Ludwigsburg. „Wir dürfen die Menschen in unserer Region, auch am Froschgraben, nicht weiter verunsichern.“ Landrat Haas warnt die Gegner einer Ablagerung von freigemessenem Bauschutt davor, die Diskussion um die Gefährlichkeit des Mülls „weiter zu skandalisieren“. Zwei unabhängige Gutachter hätten belegt, dass die Belastung, die von den 3350 Tonnen Müll aus dem Abbruch des Atomkraftwerkes Neckarwestheim ausginge, gering sei. „Da ist es gefährlicher, auf den Marktplatz in Schwieberdingen oder auf die Äcker neben der Deponie zu gehen“, so Haas. Er habe zugesagt, dass das Material „chargenscharf dokumentiert wird“, und auch in Zukunft regelmäßig nachgemessen werde, wie sich die radioaktive Belastung entwickle. „Nicht, weil wir damit rechnen, dass da etwas passiert, sondern, um Transparenz zu schaffen.“ Das Material werde zu 100 Prozent den rechtlichen Vorgaben entsprechen.
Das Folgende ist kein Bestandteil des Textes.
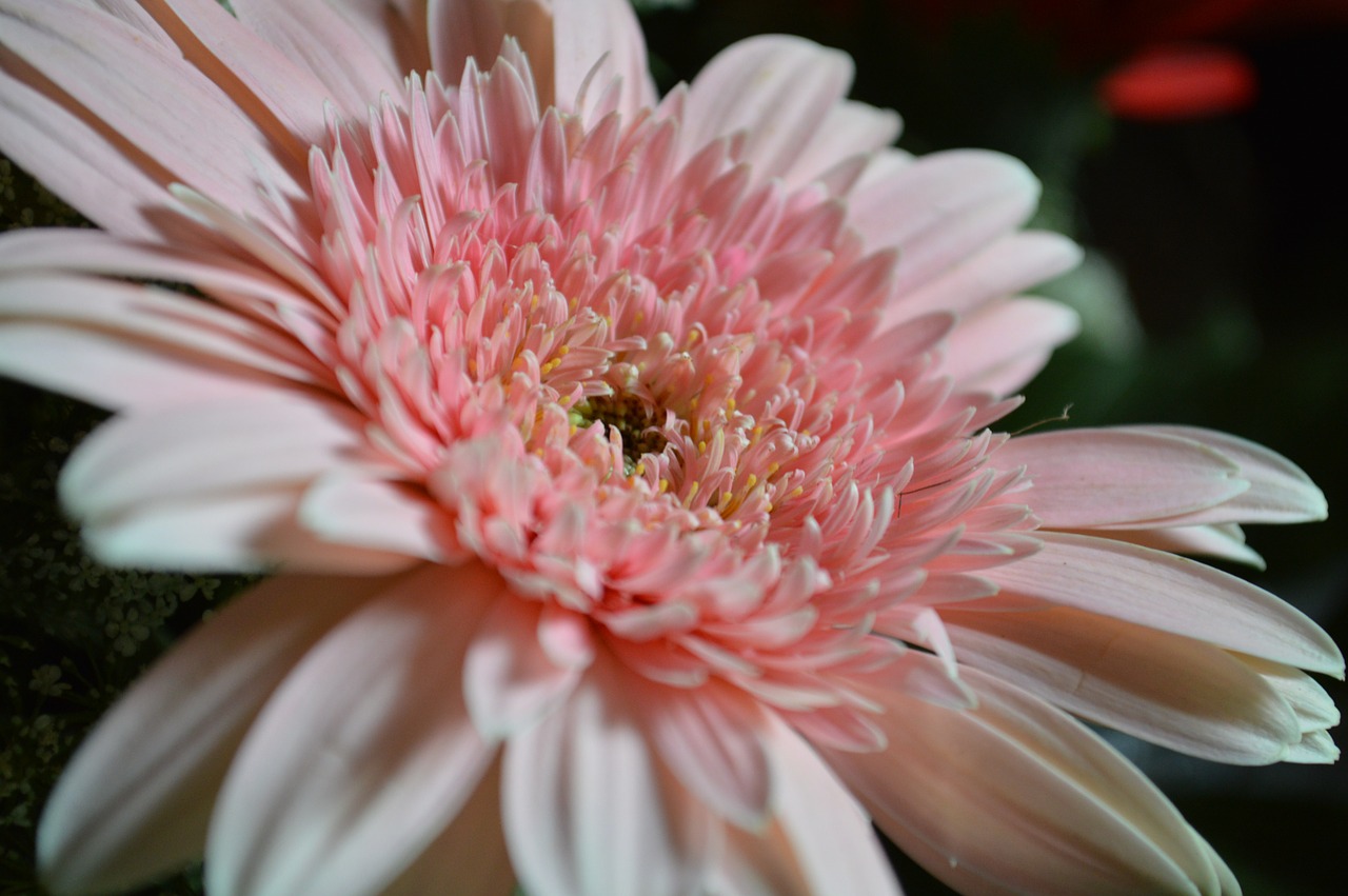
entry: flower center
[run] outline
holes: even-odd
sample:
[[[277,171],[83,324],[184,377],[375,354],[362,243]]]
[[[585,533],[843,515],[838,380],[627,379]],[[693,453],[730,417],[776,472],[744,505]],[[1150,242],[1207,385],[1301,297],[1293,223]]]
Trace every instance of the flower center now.
[[[669,443],[656,428],[656,410],[635,395],[596,395],[574,406],[570,418],[576,426],[603,423],[611,437],[621,441],[624,476],[636,474],[643,457],[659,454]]]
Sichtlich verärgert reagiert er auf Vorwürfe gegen die kreiseigene Abfallverwertungsgesellschaft AVL, sie hätte Vertrauen in der Bevölkerung verspielt, die an den Deponien leben müsse. So habe das Regierungspräsidium Stuttgart die Einlagerung von Asbest aus Norditalien nicht beanstandet. „Es ist auch schlichtweg eine Lüge, dass auf der Deponie Burghof im Vaihinger Stadtteil Horrheim radioaktive Abfälle aus dem Kongo gelandet sind.“ Er habe nach den Vorkommnissen um den Freimessmüll aus dem Kernforschungszentrum in Karlsruhe dafür gesorgt, dass die AVL-Spitze komplett neu aufgestellt wird. „Wir haben alle verantwortlichen Personen ausgetauscht, es gibt einen neuen Deponieleiter, einen neuen technischen Leiter und auch einen neuen Geschäftsführer.“ Das sei ein deutliches Zeichen, dass hier schnell und transparent gehandelt werde. Man könne die AVL jetzt auch nicht mit angeblichen Skandalen um Schlammseen in den Schmutz ziehen. Die Kritiker aus den Reihen der IG Deponien Schwieberdingen-Horrheim müssten aufhören, die AVL „in der Öffentlichkeit madig zu machen“.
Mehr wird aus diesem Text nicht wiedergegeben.